Wednesday 24 December 2014

Garbage Goal Times

A few days ago, I mentioned some comments by my best friend Shapeshifter (according to one strange individual, if you mention someone's name in a blog post, you are immediately their best friend and scheming to take over the world of betting together). The rather more boring truth is that I don't know Shapie, or any other Betfair Forum blogger for that matter, and don't need to. Betting is a solitary activity, as ultimately we are all competing against everyone else, but occasionally someone writes something mildly interesting.

Shapeshifter mentioned that at least one person is pursuing a strategy based on the times of goals. As anyone who has ever considered this idea for more than five minutes will be aware, this idea won't work in a sport like football.

Here's what Shapie wrote:
In a nutshell, he looks at time of the goals and, by half time of a football match, has percentages of outcomes.
An interesting hypothesis but upon reading it, it falls into a couple of theories I have about data:
- As mentioned, context needs to be attached to the data
- Regardless of the context, sometimes too much information can actually make you ‘blind’ when compared to using ‘some’ of the information.
- (in relation to betting) A mistake that can be done is taking data and “molding” it to look like it offers an edge when, in fact, it is either one of two extremes: too general OR overthought.
One of the problems with football betting is that the timing of incidents is imprecise. I don't mean that sun-dials are being used, rather that the clock counts up from zero to 90, and doesn't stop for breaks in play.

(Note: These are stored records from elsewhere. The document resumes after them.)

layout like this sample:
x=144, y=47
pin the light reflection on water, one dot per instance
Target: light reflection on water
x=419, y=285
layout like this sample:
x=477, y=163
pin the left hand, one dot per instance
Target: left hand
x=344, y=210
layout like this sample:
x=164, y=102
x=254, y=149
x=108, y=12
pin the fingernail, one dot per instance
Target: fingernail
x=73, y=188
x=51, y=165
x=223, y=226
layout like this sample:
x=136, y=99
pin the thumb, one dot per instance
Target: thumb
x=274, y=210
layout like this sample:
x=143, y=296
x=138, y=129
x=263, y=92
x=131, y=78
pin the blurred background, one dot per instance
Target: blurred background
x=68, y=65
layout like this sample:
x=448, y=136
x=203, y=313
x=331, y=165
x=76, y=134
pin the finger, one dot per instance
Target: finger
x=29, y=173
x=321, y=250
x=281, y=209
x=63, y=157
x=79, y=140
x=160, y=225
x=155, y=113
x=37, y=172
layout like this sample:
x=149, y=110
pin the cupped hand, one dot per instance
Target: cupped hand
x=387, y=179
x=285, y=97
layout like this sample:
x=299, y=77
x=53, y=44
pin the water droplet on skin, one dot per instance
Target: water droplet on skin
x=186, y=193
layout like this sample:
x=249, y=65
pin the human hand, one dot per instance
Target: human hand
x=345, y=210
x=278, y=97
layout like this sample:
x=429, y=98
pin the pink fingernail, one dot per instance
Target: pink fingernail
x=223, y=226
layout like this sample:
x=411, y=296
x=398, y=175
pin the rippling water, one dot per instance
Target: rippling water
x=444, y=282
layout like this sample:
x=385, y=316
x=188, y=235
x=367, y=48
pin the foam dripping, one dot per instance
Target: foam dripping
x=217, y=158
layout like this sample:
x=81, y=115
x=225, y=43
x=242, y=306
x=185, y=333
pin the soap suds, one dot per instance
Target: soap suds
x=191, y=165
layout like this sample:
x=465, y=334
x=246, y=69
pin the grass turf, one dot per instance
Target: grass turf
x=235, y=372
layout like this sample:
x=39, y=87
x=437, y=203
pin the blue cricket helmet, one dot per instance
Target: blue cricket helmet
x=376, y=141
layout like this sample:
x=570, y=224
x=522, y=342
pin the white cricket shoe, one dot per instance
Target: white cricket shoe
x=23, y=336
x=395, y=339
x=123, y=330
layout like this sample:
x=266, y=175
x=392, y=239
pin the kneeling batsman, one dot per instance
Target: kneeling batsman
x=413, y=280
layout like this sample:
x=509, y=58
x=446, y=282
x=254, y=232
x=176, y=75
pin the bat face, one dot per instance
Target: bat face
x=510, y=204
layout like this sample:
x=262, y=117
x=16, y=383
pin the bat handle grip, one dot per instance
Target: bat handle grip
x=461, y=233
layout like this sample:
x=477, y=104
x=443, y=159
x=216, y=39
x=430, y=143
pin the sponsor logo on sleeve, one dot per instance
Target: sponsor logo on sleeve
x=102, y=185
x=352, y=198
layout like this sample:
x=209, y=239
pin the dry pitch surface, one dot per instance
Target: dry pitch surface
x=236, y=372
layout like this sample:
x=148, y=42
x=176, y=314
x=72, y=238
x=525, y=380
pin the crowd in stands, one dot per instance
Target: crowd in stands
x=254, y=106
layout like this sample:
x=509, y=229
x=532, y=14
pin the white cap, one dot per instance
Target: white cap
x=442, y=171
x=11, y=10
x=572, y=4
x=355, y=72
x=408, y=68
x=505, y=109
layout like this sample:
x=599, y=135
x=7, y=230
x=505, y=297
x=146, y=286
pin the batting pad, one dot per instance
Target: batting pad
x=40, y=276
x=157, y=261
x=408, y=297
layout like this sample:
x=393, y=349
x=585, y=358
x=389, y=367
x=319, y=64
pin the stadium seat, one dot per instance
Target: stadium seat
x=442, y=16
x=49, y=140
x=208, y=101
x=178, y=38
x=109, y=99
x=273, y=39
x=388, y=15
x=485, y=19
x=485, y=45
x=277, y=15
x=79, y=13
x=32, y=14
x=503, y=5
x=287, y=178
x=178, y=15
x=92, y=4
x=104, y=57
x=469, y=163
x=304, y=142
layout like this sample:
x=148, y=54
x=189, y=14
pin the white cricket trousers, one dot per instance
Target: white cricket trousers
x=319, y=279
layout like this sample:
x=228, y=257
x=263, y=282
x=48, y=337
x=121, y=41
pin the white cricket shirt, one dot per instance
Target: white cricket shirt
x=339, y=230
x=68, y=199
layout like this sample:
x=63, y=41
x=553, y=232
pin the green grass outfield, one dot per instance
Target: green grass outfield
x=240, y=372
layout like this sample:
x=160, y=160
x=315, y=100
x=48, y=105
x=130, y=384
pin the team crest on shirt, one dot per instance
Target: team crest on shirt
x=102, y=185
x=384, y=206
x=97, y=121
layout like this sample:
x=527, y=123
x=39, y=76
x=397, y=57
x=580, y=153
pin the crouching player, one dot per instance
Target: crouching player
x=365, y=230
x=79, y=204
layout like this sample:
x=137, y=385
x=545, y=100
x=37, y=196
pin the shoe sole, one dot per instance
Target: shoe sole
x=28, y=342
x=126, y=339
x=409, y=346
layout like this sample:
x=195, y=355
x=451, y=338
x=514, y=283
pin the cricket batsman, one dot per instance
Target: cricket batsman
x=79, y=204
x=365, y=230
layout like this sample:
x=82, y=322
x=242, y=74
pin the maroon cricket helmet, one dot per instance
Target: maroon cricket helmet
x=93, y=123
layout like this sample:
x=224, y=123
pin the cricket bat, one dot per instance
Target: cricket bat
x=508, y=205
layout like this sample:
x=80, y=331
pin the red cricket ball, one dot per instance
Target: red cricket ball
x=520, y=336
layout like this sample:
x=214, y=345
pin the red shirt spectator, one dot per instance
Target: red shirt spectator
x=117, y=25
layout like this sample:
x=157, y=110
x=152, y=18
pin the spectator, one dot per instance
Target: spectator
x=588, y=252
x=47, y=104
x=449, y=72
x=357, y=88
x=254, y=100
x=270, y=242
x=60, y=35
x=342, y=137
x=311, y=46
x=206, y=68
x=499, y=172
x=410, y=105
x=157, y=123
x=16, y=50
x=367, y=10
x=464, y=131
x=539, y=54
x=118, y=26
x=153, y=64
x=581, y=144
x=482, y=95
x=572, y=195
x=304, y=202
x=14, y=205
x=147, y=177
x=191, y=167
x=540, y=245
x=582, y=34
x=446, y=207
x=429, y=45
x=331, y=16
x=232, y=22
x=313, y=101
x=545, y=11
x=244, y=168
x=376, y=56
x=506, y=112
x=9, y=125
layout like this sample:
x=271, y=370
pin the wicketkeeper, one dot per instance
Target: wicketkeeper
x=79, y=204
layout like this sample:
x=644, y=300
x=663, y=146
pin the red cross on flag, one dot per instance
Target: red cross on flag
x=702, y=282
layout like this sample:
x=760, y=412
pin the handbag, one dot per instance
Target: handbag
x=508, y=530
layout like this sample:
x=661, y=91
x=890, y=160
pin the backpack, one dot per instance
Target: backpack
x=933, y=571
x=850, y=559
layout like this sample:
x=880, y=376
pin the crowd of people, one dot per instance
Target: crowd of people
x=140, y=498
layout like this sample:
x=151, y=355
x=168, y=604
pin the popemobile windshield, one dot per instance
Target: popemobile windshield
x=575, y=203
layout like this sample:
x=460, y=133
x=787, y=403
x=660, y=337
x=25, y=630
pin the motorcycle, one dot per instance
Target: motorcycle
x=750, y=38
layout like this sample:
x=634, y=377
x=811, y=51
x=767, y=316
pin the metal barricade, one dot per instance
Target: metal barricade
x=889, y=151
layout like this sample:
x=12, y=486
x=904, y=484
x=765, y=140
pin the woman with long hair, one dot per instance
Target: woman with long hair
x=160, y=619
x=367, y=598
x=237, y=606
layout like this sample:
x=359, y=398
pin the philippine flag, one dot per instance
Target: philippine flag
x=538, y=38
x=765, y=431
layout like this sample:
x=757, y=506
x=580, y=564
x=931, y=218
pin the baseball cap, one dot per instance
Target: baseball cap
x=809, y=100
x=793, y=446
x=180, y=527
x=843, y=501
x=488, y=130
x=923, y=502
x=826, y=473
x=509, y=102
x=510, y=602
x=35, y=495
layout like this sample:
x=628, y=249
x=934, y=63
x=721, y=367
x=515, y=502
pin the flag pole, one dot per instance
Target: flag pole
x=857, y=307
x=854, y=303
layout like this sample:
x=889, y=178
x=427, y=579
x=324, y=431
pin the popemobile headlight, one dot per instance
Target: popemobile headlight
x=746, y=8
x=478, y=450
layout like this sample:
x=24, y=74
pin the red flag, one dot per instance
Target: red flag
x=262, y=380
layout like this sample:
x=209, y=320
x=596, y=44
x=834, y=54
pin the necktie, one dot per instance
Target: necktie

Imagine a game where a serious injury occurs in the first few seconds, and the game is delayed for fifteen minutes while the player is attended to and removed from the field. A goal is scored immediately from the restart, and it goes down in the record books as a 16th minute goal and the first half lasts for 60 elapsed minutes. See the problem? Clearly this is an unlikely situation, but it makes the point, and long stoppages do occur. The Liverpool v Arsenal game last weekend saw nine minutes of time added on as a recent example.

What might be more useful would be if goal times were recorded against the time remaining in the game or the half, as they do in ice-hockey or in sports such as basketball, but the time remaining isn't known until after the game is over in football. The clock doesn't countdown in football, nor stop until the end. Thus data comparing goals scored in the 16th minute is useless, because as illustrated in my imaginary game above, 16th minute goals are not all the same.

The idea that you can have meaningful percentages for outcomes based on goal times from the first half is clearly nonsensical. You might have percentages, but they aren't meaningful. Garbage data can't generate an edge, however much you may wish that to be the case.  

And on that seasonal note of friendly betting cooperation, friendly advice and friendly constructive commenting  (not actually that generous, as I don't bet football in-play) I bid you all a Merry Xmas.  


Betslayer said...

I think that is a very naive view, so some goal times aren't accurate?? so sample size isn't key to smooth out the data then? I don't think the odd delay would have that big a difference when you are working on large margins. From analysing inplay using minute by minute data I can tell you it largely fits very very accurately to bookmakers inplay pricing. Funny you think elo ratings are accurate enough for your betting and systems but a theory with 15% ROI over hundreds of bets is deemed to be flawed.

Betslayer said...

I also wonder where you get this mythical data to make your elo ratings, so you clean up goals so that no incorrect ones are included? what about incorrect offsides? Goals off peoples arses? No thought not, all data and systems are flawed in nature, doesn't stop people having an edge! The market makers have the same limitations in timings of goals and indeed data. I know of no database for football without errors and trust me its an area I have a large amount of experience in.